Medical Tactile Imaging uses an array of pressure sensors mounted on a rigid scanhead to record the surface pressures that result when the scanhead is pressed into biological tissue. The resulting tactile data quantifies palpation, and contains information on the stiffness of the underlying tissue as well as the geometric distribution of the stiffness. Tactile imaging shows promise for clinical use in breast palpation and in assessing tissue properties in organs such as the liver. To date, tactile information has been used to estimate tissue geometry but not stiffness. We develop a linear algorithm to estimate the salient tissue parameters from a simple model of a solid lesion attached to the substrate of soft tissue. The parameters of interest are the background stiffness and thickness, and the stiffness and diameter of a round lesion. The algorithm is developed using finite element models, and results obtained on physical models show errors of 5.4% in estimating lesion modulus.
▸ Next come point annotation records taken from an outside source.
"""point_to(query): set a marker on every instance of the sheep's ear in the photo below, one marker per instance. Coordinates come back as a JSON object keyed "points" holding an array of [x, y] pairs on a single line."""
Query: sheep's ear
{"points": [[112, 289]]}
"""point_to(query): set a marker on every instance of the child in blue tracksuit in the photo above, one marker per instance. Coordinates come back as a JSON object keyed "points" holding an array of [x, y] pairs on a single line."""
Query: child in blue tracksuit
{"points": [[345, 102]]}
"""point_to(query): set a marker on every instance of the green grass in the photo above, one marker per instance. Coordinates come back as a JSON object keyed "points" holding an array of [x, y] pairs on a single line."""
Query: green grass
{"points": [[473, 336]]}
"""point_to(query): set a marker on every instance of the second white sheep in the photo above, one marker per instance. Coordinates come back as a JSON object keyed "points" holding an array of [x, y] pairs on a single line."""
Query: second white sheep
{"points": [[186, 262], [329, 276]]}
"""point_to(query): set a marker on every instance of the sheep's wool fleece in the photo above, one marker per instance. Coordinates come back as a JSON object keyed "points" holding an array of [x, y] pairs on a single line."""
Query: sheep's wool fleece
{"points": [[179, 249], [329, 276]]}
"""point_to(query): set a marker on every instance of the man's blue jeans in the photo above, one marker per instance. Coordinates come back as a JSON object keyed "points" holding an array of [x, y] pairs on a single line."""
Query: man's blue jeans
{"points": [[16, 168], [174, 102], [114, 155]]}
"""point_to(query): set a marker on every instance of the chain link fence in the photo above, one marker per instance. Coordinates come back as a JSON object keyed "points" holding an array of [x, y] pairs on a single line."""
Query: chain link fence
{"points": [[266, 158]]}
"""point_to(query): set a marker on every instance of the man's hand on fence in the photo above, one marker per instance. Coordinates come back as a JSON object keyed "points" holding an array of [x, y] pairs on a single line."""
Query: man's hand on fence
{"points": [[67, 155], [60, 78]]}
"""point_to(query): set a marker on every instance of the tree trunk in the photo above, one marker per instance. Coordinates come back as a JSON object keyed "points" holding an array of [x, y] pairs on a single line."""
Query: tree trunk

This work was extended to the case of a solid lesion floating in soft tissue, which encompasses cases of pathology in a large breast or pathology in the liver or prostate. Parameter estimation from finite element data showed errors of 12% for the modulus of large lesions. Extending this model to hollow areas in soft tissue, such as the large veins in livers, resulted in errors of 25 and 13% for estimating the size and depth of veins in perfused porcine livers. Given the success of applying a linear algorithm to the relationship between tissue parameters and tactile information, we study the impulse response of the system to explore the limits of tactile imaging using the currently available scanheads. Employing tactile imaging clinically in breast cancer screening requires registration of tactile images to other modalities such as mammograms. A deformable registration algorithm is developed on finite element models and applied to a physical model with less than 2.4 mm registration error. A preliminary clinical study shows good registration between the tactile and mammographic images, and holds promise for increasing the positive predictive value of breast cancer screening.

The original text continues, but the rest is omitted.